記録によれば、長門が気を失った後に数秒間だけ記憶が残っていたらしい。こいつにしては永遠に近い時間とのことだが。「……あの数秒は、夢のようなもの」「どんな夢を見たんだ?」「よく分からない。綿が連なるように白いものが降っていた」「雪か」「……たぶん、そう。わたしが地球上に降りてきたとき、見たものがそれだった」「お前が書いた詩にもあったな」「……そう。それが、わたしの名前になった」
膝の上が暖かい。長門の頬が薄くピンクに染まっていた。二人で無言のまま、しばらく星を眺めた。

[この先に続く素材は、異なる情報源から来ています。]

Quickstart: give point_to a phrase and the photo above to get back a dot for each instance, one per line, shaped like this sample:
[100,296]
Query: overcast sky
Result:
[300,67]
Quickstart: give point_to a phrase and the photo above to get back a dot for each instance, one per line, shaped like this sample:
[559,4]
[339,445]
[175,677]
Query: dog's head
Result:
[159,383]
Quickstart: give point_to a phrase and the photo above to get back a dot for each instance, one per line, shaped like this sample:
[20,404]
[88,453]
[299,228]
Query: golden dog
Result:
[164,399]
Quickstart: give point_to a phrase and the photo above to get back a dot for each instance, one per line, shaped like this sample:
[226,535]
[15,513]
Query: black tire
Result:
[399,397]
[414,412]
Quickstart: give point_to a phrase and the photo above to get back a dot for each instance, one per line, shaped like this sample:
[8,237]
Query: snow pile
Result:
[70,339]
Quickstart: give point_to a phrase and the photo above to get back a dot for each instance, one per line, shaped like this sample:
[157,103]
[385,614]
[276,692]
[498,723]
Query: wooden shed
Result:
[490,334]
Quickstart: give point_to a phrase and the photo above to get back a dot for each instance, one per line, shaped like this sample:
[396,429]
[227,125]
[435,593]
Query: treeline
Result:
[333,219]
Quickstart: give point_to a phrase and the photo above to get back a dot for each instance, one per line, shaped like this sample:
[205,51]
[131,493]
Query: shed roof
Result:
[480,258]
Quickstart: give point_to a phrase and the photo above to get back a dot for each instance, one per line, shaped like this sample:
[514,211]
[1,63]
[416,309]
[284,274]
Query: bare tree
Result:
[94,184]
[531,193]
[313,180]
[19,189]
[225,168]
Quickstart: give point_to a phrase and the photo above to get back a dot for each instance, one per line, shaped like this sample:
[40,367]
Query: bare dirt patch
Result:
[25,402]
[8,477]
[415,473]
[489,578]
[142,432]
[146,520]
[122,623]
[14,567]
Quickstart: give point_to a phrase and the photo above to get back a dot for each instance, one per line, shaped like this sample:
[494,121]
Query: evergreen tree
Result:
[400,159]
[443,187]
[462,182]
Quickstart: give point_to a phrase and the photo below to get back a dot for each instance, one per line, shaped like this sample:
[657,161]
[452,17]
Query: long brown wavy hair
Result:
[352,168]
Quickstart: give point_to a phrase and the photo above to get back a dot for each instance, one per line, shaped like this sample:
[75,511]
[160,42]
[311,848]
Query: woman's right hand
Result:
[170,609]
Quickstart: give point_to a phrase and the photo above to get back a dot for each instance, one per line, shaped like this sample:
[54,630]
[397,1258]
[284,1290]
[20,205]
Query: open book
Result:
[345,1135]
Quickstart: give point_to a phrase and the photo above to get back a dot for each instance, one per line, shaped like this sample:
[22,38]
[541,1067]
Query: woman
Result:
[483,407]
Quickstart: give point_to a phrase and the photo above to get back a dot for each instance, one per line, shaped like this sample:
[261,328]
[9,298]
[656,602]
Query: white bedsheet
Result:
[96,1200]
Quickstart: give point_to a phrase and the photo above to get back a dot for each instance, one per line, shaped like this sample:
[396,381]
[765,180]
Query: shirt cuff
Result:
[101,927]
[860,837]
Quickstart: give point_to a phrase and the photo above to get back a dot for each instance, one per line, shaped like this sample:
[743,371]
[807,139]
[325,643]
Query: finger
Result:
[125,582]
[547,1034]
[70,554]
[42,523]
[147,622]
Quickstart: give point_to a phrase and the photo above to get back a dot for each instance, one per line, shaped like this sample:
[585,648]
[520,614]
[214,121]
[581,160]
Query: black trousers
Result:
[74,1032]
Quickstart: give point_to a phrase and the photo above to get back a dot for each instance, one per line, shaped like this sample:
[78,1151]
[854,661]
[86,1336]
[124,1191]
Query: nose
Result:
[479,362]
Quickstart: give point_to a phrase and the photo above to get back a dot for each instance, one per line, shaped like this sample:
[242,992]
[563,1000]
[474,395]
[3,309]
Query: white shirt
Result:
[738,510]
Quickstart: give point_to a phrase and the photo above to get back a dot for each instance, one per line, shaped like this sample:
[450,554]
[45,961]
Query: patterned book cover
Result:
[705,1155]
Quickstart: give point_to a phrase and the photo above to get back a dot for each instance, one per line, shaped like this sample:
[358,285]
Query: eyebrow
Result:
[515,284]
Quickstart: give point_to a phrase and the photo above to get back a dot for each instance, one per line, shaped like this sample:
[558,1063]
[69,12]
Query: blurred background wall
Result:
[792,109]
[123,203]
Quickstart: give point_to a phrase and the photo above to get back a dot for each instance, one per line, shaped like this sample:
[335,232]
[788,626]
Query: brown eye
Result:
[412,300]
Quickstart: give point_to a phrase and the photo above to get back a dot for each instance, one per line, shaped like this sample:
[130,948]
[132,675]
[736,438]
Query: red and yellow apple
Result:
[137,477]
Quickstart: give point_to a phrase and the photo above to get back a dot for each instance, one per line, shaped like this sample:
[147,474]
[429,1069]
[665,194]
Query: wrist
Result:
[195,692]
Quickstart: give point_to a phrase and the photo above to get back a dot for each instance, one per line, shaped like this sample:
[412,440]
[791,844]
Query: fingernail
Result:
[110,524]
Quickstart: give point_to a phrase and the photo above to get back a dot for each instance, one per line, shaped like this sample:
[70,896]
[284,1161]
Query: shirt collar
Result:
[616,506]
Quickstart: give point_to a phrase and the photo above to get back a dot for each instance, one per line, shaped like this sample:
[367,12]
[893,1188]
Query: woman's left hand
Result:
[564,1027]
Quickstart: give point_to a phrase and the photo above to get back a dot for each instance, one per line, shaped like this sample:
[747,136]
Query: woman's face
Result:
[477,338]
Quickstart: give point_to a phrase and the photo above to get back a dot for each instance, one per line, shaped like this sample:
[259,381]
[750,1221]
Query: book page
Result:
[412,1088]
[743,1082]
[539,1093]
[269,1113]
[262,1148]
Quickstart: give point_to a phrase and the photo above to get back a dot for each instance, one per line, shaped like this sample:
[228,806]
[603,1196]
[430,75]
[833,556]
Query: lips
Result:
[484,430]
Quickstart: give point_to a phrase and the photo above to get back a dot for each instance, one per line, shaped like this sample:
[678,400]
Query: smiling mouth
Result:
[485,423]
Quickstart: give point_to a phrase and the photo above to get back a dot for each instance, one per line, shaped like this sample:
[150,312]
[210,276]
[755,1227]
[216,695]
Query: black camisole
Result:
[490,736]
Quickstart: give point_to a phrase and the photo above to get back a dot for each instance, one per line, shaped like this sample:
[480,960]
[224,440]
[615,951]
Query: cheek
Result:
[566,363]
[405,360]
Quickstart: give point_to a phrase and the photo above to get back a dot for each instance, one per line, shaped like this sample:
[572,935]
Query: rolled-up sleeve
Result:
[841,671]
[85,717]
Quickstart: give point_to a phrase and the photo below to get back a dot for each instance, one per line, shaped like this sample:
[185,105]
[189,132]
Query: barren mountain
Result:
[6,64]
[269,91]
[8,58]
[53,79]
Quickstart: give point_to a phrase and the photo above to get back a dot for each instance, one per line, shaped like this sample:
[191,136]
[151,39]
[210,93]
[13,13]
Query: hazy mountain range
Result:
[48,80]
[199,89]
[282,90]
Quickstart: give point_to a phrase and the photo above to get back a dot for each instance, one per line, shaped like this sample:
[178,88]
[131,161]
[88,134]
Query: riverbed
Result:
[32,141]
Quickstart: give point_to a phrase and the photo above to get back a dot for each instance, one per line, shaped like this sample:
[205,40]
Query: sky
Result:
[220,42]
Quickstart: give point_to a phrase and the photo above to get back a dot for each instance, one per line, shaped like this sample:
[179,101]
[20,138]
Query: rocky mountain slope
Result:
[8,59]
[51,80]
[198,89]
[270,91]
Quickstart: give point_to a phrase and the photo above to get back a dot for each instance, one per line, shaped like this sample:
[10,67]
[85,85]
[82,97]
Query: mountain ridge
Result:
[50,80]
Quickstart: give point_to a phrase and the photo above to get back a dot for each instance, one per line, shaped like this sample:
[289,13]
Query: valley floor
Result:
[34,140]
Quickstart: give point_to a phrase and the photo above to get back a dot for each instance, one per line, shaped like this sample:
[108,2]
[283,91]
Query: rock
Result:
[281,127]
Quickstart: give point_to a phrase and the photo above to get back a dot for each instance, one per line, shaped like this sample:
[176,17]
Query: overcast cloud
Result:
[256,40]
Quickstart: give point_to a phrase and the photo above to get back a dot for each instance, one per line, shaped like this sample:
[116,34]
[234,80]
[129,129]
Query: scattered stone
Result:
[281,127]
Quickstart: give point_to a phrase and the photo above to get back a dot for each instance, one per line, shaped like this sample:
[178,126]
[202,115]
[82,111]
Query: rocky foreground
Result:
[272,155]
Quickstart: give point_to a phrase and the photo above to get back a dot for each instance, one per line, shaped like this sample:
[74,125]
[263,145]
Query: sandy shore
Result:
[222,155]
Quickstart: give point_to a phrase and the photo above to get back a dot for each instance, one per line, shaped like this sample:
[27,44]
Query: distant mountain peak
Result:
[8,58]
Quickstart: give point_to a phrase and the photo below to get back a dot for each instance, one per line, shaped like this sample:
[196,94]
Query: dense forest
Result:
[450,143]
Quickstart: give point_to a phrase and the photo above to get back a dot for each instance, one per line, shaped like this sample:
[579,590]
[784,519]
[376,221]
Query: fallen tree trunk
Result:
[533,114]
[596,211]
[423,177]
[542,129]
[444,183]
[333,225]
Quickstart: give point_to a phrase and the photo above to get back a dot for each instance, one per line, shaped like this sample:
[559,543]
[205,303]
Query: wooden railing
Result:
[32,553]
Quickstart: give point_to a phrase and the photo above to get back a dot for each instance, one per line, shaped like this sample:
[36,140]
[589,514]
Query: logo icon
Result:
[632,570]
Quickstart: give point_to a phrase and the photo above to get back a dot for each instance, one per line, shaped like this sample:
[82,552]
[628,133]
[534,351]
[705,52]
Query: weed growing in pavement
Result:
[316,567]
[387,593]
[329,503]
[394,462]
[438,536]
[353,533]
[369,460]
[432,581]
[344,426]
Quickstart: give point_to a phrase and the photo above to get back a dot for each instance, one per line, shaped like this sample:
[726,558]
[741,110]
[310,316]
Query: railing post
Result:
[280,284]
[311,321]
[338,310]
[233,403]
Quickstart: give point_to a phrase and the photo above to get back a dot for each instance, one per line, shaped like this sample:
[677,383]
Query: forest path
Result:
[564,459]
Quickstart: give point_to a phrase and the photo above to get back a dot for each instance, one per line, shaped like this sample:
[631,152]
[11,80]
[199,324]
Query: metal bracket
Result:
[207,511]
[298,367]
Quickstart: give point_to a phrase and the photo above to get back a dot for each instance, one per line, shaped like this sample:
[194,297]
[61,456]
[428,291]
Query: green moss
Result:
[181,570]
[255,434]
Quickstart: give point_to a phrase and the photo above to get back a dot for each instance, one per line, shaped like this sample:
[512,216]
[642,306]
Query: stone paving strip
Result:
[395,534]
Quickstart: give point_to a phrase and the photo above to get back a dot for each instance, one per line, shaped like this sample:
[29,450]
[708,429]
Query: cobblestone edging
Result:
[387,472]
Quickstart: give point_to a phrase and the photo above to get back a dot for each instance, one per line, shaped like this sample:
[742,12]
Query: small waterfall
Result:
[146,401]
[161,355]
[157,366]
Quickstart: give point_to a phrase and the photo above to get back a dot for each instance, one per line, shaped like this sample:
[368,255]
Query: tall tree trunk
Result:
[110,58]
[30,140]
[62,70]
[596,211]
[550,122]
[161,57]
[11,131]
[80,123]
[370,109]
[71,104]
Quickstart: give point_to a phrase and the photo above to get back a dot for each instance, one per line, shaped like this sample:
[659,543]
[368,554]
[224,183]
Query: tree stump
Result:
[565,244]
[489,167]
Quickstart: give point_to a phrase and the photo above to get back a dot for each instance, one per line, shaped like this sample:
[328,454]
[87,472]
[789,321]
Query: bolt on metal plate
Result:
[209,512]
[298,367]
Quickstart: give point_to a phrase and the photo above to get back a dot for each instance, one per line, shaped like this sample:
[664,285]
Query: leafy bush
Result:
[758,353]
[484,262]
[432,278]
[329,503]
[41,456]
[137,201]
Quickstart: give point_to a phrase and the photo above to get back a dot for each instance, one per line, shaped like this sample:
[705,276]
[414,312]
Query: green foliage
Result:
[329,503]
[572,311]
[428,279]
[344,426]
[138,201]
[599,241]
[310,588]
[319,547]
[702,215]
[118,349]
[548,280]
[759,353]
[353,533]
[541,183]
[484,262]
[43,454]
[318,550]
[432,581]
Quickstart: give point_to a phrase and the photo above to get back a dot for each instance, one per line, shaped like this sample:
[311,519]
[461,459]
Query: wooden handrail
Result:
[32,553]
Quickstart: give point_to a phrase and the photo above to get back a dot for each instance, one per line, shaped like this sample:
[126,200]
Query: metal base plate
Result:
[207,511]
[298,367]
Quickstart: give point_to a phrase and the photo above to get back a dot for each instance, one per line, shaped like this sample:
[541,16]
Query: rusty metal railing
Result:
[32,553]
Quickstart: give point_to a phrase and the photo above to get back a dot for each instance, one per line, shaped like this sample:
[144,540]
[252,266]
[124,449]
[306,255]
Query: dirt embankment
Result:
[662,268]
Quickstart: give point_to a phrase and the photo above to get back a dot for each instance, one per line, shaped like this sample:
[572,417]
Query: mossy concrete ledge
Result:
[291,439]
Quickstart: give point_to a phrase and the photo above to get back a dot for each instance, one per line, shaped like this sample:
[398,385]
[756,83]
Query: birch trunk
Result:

「そろそろ帰ろうか。俺は家に帰って心臓発作でも起こすことにするよ」
あとで長門がこっそり耳打ちしてくれたことだが、あの電流が走るような感覚は心地よかったと言った。視界がホワイトアウトする瞬間に、温かいなにかに包まれている感じがしたのだという。 それはいいが、あんまり何度も気絶されると俺の身が持たん。次は喜緑さんが三体くらい現れて、俺は首を締め上げられるだろう。
それでも、長門のぽわんとした夢うつつのような表情を見ていると、結果よかったのかもしれないなと俺は思った。